Even some Republicans think state has been a little too tight and that it needs to do things like increase state staff salaries to try and keep folks from quitting.

All year, Democrats have been urging the majority Republicans to draw down the state’s $2.5 billion-plus rainy day fund for the things pandemic-ravaged Georgians need today and in the near future.

Ralston said the state needs to be “cautious” about drawing from the rainy day fund and that he appreciates the “measured” approach to the rainy day fund in Kemp’s version of the draft budget. Memories are probably still there of the Great Recession, when the rainy day fund went down to a frightening $103 million.

However, Democratic state Rep. Jasmine Clark of Lilburn said that at this point, Georgia is socking money in a bank instead of filling its empty fridge.

She doubled down on a policy Democrats have sought for years: expansion of Medicaid to more low-income Georgians. The state would pay for a share of that and the feds would pay a share.

Expansion would “provide billions in matching funds and give hundreds of thousands of Georgians access to health care and save rural hospitals from shuttering their doors,” Clark said on the House floor Friday.

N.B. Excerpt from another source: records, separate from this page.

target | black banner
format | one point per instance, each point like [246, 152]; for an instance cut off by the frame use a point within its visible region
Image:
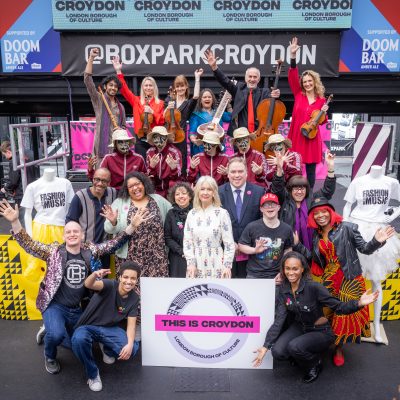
[174, 54]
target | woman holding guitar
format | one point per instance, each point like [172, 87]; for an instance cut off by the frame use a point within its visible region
[179, 99]
[148, 109]
[308, 94]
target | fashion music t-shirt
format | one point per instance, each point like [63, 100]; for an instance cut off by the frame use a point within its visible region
[50, 200]
[372, 196]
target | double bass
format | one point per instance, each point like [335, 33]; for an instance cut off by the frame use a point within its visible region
[310, 129]
[173, 119]
[270, 114]
[147, 120]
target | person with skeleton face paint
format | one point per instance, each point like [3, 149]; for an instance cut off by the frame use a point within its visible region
[291, 160]
[255, 161]
[164, 160]
[123, 160]
[211, 162]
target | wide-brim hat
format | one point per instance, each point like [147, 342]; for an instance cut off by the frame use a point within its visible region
[211, 137]
[242, 132]
[318, 202]
[278, 138]
[121, 134]
[160, 130]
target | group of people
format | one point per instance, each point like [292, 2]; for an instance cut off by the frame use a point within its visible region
[228, 217]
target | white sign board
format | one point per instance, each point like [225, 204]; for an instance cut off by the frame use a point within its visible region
[205, 323]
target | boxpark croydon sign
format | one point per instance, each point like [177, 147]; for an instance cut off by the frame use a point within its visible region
[205, 323]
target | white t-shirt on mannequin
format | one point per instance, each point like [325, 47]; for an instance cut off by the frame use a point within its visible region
[50, 199]
[372, 196]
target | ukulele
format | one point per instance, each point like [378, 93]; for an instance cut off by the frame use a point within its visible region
[310, 129]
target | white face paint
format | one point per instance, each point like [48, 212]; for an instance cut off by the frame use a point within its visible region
[159, 141]
[123, 146]
[243, 144]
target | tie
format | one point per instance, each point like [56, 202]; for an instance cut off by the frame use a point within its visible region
[250, 112]
[238, 203]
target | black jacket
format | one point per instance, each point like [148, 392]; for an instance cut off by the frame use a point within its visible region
[240, 94]
[305, 307]
[287, 213]
[347, 240]
[173, 233]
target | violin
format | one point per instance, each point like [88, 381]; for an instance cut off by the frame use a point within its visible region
[147, 120]
[270, 114]
[173, 119]
[310, 129]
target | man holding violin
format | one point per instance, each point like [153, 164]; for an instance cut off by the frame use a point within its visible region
[246, 95]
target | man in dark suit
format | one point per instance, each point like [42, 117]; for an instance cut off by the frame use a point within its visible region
[242, 200]
[244, 106]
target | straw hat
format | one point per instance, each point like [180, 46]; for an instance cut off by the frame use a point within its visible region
[121, 134]
[242, 132]
[160, 130]
[211, 137]
[278, 138]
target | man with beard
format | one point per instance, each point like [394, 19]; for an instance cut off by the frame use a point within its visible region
[122, 161]
[164, 160]
[211, 162]
[255, 161]
[104, 125]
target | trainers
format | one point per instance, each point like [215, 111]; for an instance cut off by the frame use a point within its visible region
[106, 358]
[95, 384]
[52, 366]
[40, 335]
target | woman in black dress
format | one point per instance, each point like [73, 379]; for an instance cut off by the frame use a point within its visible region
[181, 198]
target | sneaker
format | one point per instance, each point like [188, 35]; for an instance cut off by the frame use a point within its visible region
[106, 358]
[40, 335]
[95, 384]
[52, 366]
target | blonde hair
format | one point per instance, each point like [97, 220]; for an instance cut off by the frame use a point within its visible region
[181, 79]
[319, 88]
[209, 181]
[155, 88]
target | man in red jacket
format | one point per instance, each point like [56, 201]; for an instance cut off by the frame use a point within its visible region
[211, 162]
[121, 161]
[164, 160]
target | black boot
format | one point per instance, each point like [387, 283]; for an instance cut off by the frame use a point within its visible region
[313, 373]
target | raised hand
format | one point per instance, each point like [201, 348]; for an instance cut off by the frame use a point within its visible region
[9, 213]
[109, 213]
[117, 64]
[261, 352]
[383, 234]
[294, 47]
[173, 164]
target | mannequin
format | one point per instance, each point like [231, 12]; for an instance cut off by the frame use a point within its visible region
[372, 193]
[50, 196]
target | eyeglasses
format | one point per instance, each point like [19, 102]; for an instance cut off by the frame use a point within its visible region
[103, 181]
[298, 189]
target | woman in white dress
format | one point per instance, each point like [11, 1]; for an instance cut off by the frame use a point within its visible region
[207, 227]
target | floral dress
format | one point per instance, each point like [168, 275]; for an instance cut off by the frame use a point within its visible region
[205, 231]
[347, 328]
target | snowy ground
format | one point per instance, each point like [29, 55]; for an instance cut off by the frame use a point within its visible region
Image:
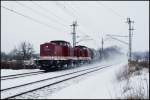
[98, 85]
[5, 72]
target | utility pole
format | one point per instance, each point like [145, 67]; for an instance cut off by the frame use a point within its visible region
[130, 38]
[74, 33]
[102, 47]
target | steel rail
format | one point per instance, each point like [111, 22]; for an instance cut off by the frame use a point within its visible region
[54, 82]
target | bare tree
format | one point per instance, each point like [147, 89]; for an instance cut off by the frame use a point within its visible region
[23, 52]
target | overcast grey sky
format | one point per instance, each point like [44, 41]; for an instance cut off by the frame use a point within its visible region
[94, 18]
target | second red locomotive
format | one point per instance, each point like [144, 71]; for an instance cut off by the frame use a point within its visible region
[56, 54]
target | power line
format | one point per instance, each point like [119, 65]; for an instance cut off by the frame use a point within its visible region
[28, 17]
[110, 9]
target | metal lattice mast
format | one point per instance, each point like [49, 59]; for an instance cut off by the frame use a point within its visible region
[130, 38]
[74, 33]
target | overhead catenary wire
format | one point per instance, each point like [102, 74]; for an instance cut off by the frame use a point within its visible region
[110, 9]
[64, 8]
[31, 18]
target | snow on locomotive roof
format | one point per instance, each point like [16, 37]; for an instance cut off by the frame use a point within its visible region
[57, 41]
[60, 42]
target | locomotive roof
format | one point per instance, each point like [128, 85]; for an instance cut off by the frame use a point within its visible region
[59, 41]
[80, 46]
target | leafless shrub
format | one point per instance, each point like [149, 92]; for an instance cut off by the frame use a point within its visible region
[122, 74]
[136, 92]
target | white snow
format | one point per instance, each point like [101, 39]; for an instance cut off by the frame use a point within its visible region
[98, 86]
[102, 85]
[5, 72]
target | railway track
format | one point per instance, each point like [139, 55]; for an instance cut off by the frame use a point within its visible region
[12, 92]
[21, 75]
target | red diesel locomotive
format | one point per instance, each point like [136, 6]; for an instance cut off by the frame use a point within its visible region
[56, 54]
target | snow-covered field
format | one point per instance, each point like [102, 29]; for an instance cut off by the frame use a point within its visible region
[98, 85]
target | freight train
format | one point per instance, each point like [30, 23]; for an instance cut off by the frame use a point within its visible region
[58, 54]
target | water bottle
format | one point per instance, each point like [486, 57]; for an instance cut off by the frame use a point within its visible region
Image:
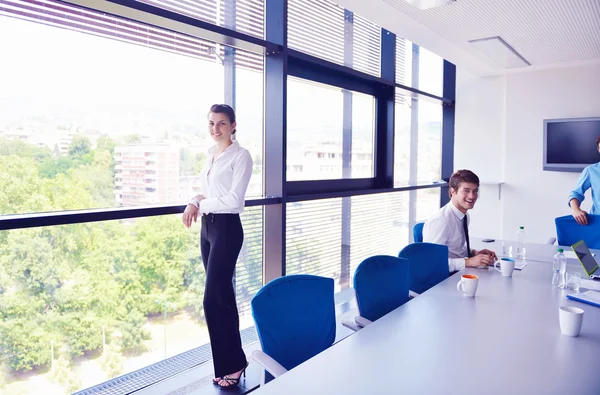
[562, 273]
[521, 243]
[559, 267]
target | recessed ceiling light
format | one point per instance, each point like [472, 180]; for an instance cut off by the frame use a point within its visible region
[425, 4]
[499, 51]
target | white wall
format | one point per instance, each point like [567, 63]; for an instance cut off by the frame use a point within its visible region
[499, 135]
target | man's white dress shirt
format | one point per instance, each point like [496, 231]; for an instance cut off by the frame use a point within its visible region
[224, 180]
[446, 227]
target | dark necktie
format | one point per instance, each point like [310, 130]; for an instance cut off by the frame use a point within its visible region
[466, 229]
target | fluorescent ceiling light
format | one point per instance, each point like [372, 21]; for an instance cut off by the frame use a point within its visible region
[425, 4]
[499, 51]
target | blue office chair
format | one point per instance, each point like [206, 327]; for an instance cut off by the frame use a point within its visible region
[381, 285]
[428, 265]
[295, 320]
[418, 232]
[570, 232]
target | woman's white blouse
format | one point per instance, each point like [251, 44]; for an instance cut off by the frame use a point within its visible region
[225, 179]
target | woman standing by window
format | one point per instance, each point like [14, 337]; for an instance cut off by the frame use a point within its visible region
[224, 180]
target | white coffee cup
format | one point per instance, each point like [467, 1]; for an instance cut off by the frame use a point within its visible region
[507, 266]
[468, 284]
[570, 319]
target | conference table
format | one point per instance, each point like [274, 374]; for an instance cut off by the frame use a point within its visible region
[505, 340]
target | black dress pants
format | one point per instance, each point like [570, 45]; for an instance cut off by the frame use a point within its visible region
[221, 240]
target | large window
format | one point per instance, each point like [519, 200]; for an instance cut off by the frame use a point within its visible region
[325, 140]
[245, 16]
[123, 124]
[103, 134]
[331, 237]
[418, 140]
[80, 304]
[325, 30]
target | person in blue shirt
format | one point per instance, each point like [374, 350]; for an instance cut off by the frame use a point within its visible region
[589, 178]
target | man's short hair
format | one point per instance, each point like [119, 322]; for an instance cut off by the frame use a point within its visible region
[462, 176]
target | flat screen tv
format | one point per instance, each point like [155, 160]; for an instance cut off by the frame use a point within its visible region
[570, 144]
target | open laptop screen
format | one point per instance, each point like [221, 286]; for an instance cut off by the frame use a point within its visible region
[585, 257]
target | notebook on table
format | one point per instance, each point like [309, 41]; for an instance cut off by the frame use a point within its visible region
[589, 297]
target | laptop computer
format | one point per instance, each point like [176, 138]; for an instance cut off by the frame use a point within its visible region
[586, 259]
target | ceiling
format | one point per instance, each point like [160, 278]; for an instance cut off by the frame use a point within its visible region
[547, 33]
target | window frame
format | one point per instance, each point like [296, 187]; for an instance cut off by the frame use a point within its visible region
[279, 63]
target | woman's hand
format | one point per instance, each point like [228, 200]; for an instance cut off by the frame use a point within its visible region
[190, 214]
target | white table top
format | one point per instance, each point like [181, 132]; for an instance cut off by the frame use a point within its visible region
[506, 340]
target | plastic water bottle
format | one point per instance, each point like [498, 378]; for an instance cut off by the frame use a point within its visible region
[562, 274]
[521, 243]
[559, 267]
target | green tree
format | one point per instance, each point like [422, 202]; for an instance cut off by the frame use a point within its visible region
[50, 167]
[112, 360]
[63, 374]
[133, 139]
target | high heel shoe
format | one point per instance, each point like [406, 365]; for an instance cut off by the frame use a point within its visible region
[232, 382]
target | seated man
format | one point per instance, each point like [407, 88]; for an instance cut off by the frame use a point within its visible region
[450, 225]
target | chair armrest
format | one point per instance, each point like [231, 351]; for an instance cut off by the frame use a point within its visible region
[412, 294]
[268, 363]
[351, 324]
[362, 321]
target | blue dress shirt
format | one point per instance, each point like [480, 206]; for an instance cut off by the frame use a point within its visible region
[589, 178]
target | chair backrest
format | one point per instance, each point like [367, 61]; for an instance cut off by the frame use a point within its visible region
[569, 232]
[418, 232]
[381, 285]
[295, 317]
[428, 265]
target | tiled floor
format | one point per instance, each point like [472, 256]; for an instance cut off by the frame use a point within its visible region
[197, 381]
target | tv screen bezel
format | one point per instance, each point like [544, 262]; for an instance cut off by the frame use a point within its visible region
[566, 167]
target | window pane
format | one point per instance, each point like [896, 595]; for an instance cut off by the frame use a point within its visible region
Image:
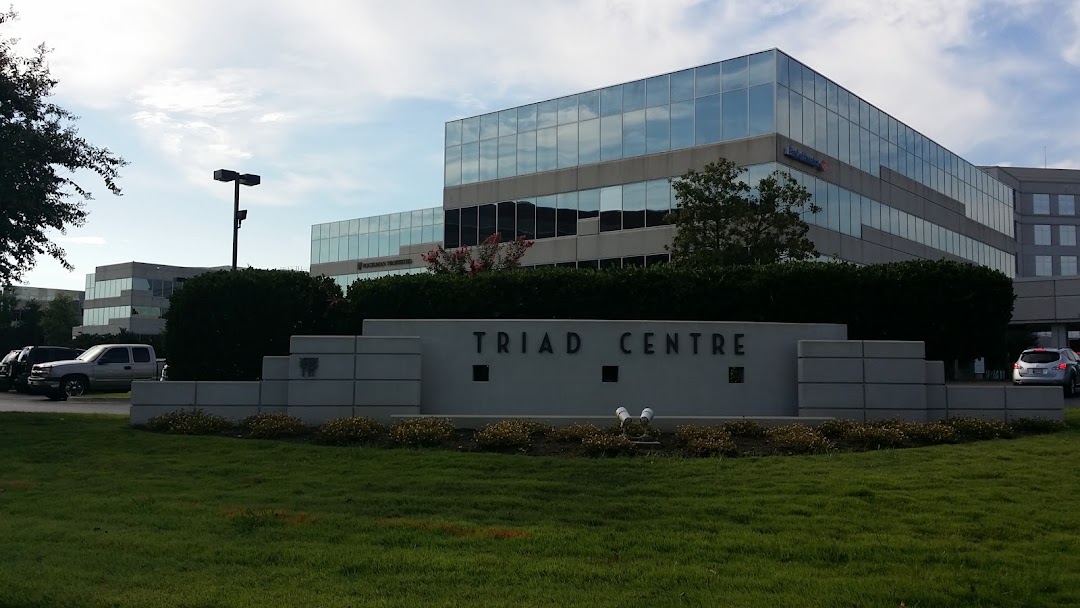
[568, 145]
[736, 115]
[589, 142]
[657, 130]
[707, 120]
[761, 109]
[682, 124]
[611, 137]
[633, 134]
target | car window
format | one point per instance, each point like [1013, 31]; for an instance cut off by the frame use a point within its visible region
[1039, 356]
[116, 355]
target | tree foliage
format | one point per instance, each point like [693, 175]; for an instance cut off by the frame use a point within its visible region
[493, 254]
[40, 149]
[723, 221]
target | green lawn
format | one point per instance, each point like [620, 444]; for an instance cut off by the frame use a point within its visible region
[94, 513]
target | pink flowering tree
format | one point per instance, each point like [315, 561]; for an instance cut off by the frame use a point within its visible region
[493, 254]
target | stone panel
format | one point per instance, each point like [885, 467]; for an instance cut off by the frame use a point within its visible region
[387, 392]
[228, 394]
[831, 370]
[302, 393]
[389, 345]
[893, 349]
[894, 370]
[274, 368]
[835, 349]
[844, 396]
[172, 393]
[971, 396]
[1035, 397]
[388, 367]
[322, 345]
[895, 396]
[329, 367]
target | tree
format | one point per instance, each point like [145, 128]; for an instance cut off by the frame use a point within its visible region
[721, 221]
[57, 319]
[39, 150]
[489, 255]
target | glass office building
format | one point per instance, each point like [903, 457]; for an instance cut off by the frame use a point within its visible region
[375, 246]
[594, 167]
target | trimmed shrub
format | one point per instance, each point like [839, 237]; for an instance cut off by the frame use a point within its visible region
[705, 441]
[1037, 426]
[509, 434]
[836, 429]
[574, 433]
[746, 429]
[875, 436]
[349, 431]
[197, 422]
[971, 428]
[244, 315]
[274, 426]
[798, 438]
[421, 432]
[607, 445]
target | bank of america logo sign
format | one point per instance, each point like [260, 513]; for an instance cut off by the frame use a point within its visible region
[805, 158]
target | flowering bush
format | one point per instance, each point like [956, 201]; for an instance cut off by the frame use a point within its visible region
[273, 426]
[705, 441]
[798, 438]
[489, 255]
[421, 432]
[745, 429]
[574, 433]
[352, 430]
[197, 422]
[509, 434]
[607, 445]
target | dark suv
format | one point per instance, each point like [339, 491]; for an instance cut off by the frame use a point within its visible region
[5, 375]
[32, 355]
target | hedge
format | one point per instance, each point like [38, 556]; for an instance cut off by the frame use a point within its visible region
[221, 324]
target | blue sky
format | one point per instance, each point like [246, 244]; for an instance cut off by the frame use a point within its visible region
[339, 105]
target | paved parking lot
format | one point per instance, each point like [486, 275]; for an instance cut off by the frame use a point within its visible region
[16, 402]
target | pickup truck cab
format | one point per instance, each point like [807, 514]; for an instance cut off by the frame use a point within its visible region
[100, 368]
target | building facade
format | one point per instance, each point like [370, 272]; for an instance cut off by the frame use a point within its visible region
[131, 296]
[375, 246]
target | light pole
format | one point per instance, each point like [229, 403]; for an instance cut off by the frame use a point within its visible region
[238, 215]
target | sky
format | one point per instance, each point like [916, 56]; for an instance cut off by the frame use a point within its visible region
[340, 105]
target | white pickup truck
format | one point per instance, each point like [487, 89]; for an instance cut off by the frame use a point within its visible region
[100, 368]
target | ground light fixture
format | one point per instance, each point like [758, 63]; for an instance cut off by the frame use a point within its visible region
[238, 214]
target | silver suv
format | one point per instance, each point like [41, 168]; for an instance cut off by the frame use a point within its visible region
[1048, 366]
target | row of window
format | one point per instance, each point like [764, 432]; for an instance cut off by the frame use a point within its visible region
[105, 315]
[724, 117]
[1066, 204]
[1066, 234]
[113, 287]
[1044, 266]
[815, 126]
[386, 223]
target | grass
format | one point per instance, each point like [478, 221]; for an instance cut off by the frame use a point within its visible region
[94, 513]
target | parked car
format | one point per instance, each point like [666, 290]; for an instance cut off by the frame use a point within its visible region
[34, 355]
[1048, 366]
[104, 367]
[5, 376]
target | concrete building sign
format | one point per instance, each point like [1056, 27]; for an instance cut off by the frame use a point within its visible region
[476, 372]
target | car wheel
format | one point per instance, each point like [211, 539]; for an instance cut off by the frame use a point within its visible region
[72, 386]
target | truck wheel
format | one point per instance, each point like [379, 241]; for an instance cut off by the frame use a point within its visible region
[72, 386]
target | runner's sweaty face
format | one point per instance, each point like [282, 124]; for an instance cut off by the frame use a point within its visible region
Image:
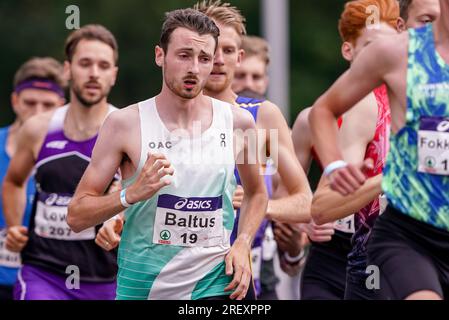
[251, 75]
[33, 101]
[227, 58]
[187, 63]
[92, 71]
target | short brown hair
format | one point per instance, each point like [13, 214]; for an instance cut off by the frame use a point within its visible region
[40, 68]
[404, 6]
[90, 32]
[190, 19]
[223, 13]
[256, 47]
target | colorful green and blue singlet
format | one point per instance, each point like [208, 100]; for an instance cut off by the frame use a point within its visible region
[416, 175]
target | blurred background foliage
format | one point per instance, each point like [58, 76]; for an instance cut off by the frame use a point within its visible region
[37, 28]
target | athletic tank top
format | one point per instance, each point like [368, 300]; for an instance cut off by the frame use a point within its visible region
[377, 150]
[416, 178]
[52, 244]
[252, 105]
[10, 261]
[174, 244]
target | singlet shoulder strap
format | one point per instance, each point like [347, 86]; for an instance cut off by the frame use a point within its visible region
[57, 120]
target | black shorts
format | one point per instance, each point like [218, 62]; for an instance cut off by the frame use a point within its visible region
[324, 274]
[411, 255]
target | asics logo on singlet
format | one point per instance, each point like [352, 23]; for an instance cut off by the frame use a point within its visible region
[60, 145]
[443, 126]
[193, 204]
[54, 199]
[160, 145]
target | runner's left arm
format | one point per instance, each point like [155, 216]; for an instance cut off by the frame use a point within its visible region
[295, 207]
[251, 215]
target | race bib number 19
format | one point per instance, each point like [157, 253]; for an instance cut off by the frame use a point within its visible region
[345, 225]
[433, 145]
[188, 222]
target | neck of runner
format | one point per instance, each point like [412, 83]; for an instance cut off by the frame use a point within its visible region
[82, 122]
[226, 95]
[180, 113]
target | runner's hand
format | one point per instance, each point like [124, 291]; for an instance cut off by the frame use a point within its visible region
[318, 233]
[150, 181]
[238, 264]
[17, 238]
[108, 237]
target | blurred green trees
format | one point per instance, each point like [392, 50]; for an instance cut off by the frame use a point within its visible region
[37, 28]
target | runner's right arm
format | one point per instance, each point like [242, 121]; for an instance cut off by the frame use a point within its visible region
[366, 73]
[89, 206]
[354, 136]
[14, 186]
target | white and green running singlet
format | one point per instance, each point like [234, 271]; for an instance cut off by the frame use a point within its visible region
[173, 245]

To make that point, House Democrats tried an almost unheard of parliamentary maneuver: adding Medicaid expansion to the budget bill via House floor amendment. Not surprisingly, that move failed, 68-98. Republicans have for years said an expansion would be too costly.

Gov. Kemp’s draft budget for the year that will begin in July is fairly similar in proportion to the House version.

So, overall, the House’s budget proposal and that of the governor are very similar to recent years: the most money for education and health. In fact, if the whole budget were $1, more than 50 cents would go to those two areas.

The state Senate will come up with their own draft budget in the coming weeks. Then the House, Senate and governor must come to some consensus budget by March 31.